巫女見習いの私、悪魔に溺愛されたら何故か聖女になってしまいました。
「それに光属性でも四大属性でも悪になるよ? 魔法なんて使い方次第だし、使う人の性質によるんだから、闇属性だけが怖い存在じゃないって私は知っているよ」
そう言えば少し前に何処かの国で光属性の令嬢が王族に魅了を掛けていた事が分かり大騒ぎになっていたっけ。本人は無意識だったらしいけれど、それでも断罪されてしまうのだ──使い方を間違ってしまったがために。
エルは人格的にも問題ないだろうし、きっと間違った使い方なんてしない──私はそう信じられる。
「エルはこの国を大切に思っているんでしょ? 現に法国の奸計からこの国を守ろうと必死になってる。

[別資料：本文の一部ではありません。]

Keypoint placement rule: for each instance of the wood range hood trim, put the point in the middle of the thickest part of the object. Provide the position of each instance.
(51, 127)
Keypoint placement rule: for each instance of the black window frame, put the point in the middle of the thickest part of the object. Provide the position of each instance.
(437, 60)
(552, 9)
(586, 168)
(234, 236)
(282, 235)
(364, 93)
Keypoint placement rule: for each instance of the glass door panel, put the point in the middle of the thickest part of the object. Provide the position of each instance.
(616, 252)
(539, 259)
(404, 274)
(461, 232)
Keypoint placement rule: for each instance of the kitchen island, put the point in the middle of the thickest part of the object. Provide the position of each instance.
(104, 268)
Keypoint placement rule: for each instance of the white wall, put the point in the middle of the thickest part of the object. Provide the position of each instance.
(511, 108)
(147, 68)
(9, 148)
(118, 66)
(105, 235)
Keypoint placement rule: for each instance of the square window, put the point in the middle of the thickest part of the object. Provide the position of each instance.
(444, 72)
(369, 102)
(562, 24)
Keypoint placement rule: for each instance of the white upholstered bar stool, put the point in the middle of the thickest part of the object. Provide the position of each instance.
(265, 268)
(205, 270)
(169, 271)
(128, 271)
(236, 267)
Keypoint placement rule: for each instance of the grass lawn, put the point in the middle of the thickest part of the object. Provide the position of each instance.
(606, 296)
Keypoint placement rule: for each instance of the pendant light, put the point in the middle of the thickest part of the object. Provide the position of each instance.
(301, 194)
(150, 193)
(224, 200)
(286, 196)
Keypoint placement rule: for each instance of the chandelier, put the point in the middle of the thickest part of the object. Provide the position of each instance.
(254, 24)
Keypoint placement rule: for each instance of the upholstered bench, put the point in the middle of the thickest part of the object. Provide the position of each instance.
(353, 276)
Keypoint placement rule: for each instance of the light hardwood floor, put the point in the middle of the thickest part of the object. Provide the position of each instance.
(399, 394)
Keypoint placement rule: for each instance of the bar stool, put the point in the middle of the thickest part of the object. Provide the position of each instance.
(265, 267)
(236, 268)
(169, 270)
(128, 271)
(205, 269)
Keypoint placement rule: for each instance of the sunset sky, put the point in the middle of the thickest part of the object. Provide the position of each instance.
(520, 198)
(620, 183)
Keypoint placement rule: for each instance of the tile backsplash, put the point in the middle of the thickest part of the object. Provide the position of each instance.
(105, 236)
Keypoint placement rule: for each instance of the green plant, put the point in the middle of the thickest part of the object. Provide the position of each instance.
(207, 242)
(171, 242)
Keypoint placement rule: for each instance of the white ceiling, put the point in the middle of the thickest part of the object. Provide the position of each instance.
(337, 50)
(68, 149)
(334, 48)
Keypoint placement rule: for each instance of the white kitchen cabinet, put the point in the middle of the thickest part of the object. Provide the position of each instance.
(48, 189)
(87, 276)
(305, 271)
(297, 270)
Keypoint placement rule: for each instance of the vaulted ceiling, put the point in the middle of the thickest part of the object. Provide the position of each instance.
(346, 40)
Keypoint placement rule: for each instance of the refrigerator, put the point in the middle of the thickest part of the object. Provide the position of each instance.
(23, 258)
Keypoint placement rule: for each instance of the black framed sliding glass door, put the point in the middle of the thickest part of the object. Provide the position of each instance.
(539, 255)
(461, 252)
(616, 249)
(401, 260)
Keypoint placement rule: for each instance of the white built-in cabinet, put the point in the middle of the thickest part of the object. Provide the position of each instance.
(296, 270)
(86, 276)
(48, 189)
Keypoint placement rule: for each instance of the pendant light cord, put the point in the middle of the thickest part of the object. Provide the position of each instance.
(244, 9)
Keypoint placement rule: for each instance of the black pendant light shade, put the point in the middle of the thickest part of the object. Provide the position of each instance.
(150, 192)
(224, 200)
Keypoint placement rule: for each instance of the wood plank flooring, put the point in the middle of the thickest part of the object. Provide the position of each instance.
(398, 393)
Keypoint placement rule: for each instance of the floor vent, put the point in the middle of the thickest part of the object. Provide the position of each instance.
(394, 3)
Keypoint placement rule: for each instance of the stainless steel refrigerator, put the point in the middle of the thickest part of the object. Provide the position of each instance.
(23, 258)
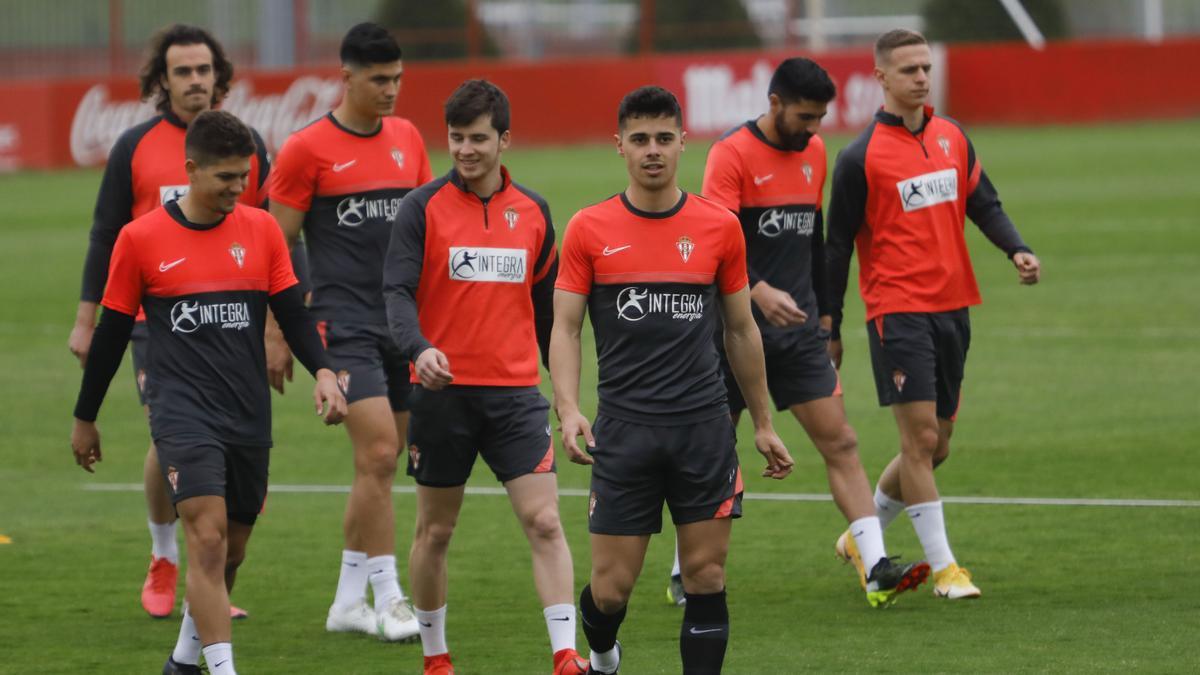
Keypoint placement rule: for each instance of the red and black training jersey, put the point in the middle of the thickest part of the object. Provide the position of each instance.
(145, 171)
(204, 290)
(777, 195)
(473, 278)
(652, 281)
(351, 185)
(901, 197)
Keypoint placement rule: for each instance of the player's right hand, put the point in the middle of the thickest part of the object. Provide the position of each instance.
(81, 341)
(778, 306)
(85, 443)
(834, 348)
(279, 359)
(433, 369)
(574, 425)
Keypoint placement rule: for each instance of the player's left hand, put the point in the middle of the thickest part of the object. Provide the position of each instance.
(279, 359)
(779, 461)
(329, 398)
(1027, 267)
(85, 443)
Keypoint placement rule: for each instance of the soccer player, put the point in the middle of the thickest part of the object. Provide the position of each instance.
(341, 180)
(186, 72)
(205, 268)
(654, 267)
(901, 191)
(771, 172)
(469, 288)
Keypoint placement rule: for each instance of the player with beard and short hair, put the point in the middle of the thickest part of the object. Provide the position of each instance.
(469, 287)
(771, 172)
(657, 269)
(205, 269)
(340, 180)
(901, 191)
(186, 72)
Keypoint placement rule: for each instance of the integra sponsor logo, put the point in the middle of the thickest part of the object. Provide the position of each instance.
(187, 316)
(635, 304)
(925, 190)
(353, 211)
(774, 222)
(468, 263)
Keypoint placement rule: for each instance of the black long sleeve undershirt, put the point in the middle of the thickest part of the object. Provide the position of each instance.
(105, 357)
(299, 328)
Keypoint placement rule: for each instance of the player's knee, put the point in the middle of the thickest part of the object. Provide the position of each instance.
(544, 525)
(433, 536)
(705, 578)
(377, 460)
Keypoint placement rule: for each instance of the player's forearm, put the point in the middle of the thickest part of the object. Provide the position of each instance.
(105, 357)
(743, 347)
(565, 347)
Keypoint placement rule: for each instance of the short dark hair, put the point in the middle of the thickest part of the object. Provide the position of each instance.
(648, 102)
(802, 78)
(217, 135)
(369, 43)
(155, 66)
(894, 40)
(477, 97)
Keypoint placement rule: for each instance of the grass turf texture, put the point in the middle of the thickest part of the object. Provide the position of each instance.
(1084, 386)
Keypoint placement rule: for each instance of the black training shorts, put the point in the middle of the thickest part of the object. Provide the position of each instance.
(197, 466)
(798, 371)
(921, 357)
(693, 467)
(370, 359)
(509, 426)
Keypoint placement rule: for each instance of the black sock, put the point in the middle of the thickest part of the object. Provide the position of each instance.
(705, 633)
(600, 628)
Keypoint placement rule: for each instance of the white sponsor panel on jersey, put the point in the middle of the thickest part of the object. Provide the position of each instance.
(929, 189)
(477, 263)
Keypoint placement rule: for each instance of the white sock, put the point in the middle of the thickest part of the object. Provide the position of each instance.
(561, 626)
(220, 658)
(384, 583)
(886, 508)
(162, 537)
(352, 583)
(869, 538)
(930, 525)
(187, 646)
(605, 661)
(432, 626)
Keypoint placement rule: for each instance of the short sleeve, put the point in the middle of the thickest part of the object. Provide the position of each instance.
(281, 275)
(731, 275)
(575, 270)
(124, 290)
(723, 177)
(293, 179)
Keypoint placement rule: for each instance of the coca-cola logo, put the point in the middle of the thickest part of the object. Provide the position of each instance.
(99, 121)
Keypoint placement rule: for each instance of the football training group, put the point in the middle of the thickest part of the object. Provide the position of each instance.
(343, 251)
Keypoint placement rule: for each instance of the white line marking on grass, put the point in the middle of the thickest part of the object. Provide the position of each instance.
(757, 496)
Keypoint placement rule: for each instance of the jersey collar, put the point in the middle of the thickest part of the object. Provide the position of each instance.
(177, 214)
(654, 215)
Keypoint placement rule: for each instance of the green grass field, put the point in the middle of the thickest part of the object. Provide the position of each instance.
(1085, 386)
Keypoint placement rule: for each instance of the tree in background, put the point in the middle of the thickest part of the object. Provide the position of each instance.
(985, 21)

私のことも『大事な国民』って言ってくれたし。そんな人が魔法を悪いことに使うなんて思えない」
それはさっき司祭から私を守ってくれた時の言葉だ。エルがそう思ってくれたから、私は連れて行かれずに済んだのだ。
「もし使うことがあるのなら、それはきっとこの国にとって大事なことだから……だよね?」
私の問い掛けにエルはぐっと唇を噛みしめる。多分、思い当たることがあるのだろう。